🤖 AI Summary
This work addresses the challenge of protein fitness optimization, where the combinatorial sequence space is vast and high-fitness variants are exceedingly sparse. The authors propose a novel approach that distills evolutionary knowledge from pretrained protein language models into a compact latent space and, for the first time, integrates conditional flow matching with classifier-free guidance to directly generate high-fitness protein sequences via ordinary differential equation sampling—without requiring an additional fitness predictor. To mitigate data scarcity, they further introduce a synthetic data bootstrapping strategy.
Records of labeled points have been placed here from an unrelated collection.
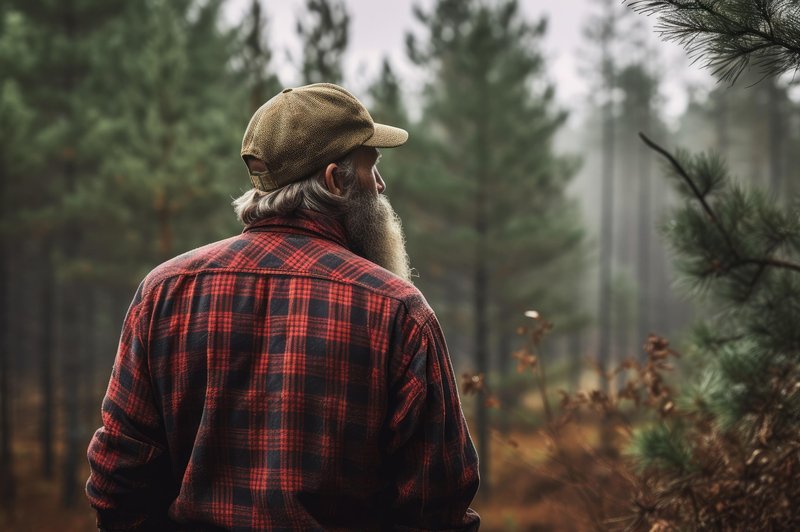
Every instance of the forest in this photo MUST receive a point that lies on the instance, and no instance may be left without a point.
(619, 288)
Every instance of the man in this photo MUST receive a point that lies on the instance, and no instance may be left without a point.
(291, 377)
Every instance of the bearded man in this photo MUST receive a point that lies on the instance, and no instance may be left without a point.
(291, 377)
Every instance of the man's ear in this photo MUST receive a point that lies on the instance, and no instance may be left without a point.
(332, 181)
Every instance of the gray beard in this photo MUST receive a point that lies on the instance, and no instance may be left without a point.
(376, 232)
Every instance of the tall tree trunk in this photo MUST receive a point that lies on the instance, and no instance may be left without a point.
(47, 313)
(606, 237)
(7, 484)
(482, 327)
(776, 136)
(644, 229)
(71, 300)
(575, 348)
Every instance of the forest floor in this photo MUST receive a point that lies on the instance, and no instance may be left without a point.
(526, 492)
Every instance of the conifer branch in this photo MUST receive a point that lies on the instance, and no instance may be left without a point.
(696, 191)
(740, 261)
(731, 33)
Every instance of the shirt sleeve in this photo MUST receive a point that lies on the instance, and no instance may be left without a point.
(431, 456)
(129, 478)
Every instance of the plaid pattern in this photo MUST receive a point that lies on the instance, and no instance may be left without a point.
(277, 381)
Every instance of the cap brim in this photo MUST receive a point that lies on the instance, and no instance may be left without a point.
(387, 137)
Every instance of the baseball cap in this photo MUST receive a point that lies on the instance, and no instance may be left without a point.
(300, 130)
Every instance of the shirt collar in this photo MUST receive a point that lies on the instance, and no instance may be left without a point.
(302, 221)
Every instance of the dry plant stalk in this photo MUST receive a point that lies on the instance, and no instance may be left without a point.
(741, 482)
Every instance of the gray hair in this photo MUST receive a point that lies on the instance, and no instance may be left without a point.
(309, 193)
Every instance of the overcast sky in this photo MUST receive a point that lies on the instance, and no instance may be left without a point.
(378, 29)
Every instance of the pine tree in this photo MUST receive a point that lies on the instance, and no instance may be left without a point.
(324, 39)
(731, 35)
(256, 57)
(495, 188)
(726, 456)
(114, 143)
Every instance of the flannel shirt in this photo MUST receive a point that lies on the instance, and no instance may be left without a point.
(277, 381)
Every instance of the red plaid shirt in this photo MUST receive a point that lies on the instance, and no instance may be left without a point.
(277, 381)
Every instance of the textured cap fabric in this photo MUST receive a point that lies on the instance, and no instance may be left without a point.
(301, 130)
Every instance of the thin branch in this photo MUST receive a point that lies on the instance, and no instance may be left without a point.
(740, 261)
(680, 170)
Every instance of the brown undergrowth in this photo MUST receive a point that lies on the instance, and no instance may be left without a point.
(709, 478)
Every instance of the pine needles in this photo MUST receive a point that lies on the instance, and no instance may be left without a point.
(729, 36)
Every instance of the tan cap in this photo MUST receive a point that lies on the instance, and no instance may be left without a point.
(301, 130)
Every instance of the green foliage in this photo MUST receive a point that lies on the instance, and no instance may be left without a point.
(661, 446)
(719, 459)
(324, 39)
(492, 180)
(730, 35)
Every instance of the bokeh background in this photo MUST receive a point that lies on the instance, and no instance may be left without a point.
(523, 189)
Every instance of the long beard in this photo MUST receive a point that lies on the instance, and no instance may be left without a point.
(376, 233)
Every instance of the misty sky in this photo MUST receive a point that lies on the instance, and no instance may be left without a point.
(379, 27)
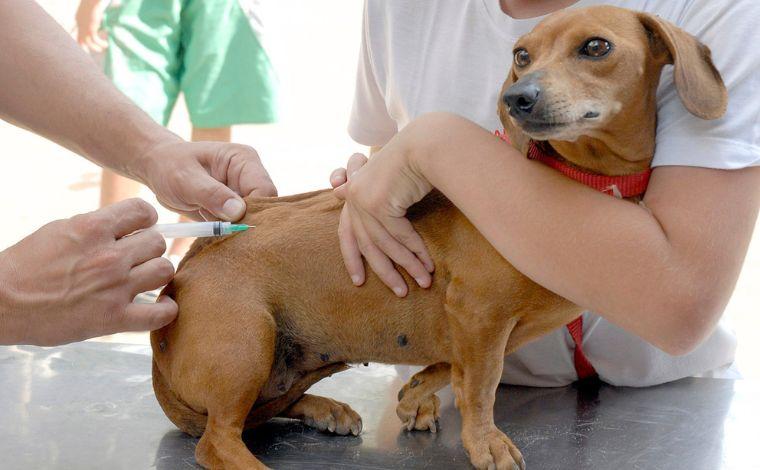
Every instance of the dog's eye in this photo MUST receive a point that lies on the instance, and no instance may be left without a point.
(522, 58)
(596, 48)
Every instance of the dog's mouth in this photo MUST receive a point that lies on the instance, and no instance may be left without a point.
(540, 126)
(543, 128)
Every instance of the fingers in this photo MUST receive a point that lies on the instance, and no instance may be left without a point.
(252, 178)
(215, 198)
(126, 216)
(355, 162)
(403, 232)
(338, 177)
(148, 317)
(385, 239)
(378, 261)
(349, 248)
(151, 275)
(141, 247)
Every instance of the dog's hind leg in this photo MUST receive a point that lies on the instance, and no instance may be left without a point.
(479, 335)
(235, 376)
(418, 405)
(325, 414)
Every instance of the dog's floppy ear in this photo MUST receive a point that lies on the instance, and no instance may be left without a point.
(698, 82)
(518, 138)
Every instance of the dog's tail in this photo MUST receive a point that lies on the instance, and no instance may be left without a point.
(266, 411)
(194, 423)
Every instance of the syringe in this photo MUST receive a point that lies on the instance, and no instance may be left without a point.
(199, 229)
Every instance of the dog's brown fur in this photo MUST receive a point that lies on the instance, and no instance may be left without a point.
(265, 314)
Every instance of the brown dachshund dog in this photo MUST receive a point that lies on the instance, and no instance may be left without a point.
(265, 314)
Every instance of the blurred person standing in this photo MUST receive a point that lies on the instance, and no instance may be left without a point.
(210, 50)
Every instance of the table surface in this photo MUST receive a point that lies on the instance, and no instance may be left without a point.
(91, 405)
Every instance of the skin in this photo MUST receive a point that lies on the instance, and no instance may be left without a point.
(76, 278)
(621, 254)
(266, 313)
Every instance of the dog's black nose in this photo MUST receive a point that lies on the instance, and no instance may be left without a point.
(521, 98)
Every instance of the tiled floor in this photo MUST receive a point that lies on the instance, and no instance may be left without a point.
(42, 182)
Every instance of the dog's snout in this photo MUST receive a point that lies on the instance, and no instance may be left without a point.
(521, 98)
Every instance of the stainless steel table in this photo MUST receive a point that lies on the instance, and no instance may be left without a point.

The method achieves state-of-the-art performance on benchmark tasks for AAV and GFP protein design and demonstrates the efficacy of synthetic data in low-data regimes.
📝 Abstract
Protein fitness optimization is challenged by a vast combinatorial landscape where high-fitness variants are extremely sparse. Many current methods either underperform or require computationally expensive gradient-based sampling. We present CHASE, a framework that repurposes the evolutionary knowledge of pretrained protein language models by compressing their embeddings into a compact latent space. By training a conditional flow-matching model with classifier-free guidance, we enable the direct generation of high-fitness variants without predictor-based guidance during the ODE sampling steps. CHASE achieves state-of-the-art performance on AAV and GFP protein design benchmarks. Finally, we show that bootstrapping with synthetic data can further enhance performance in data-constrained settings.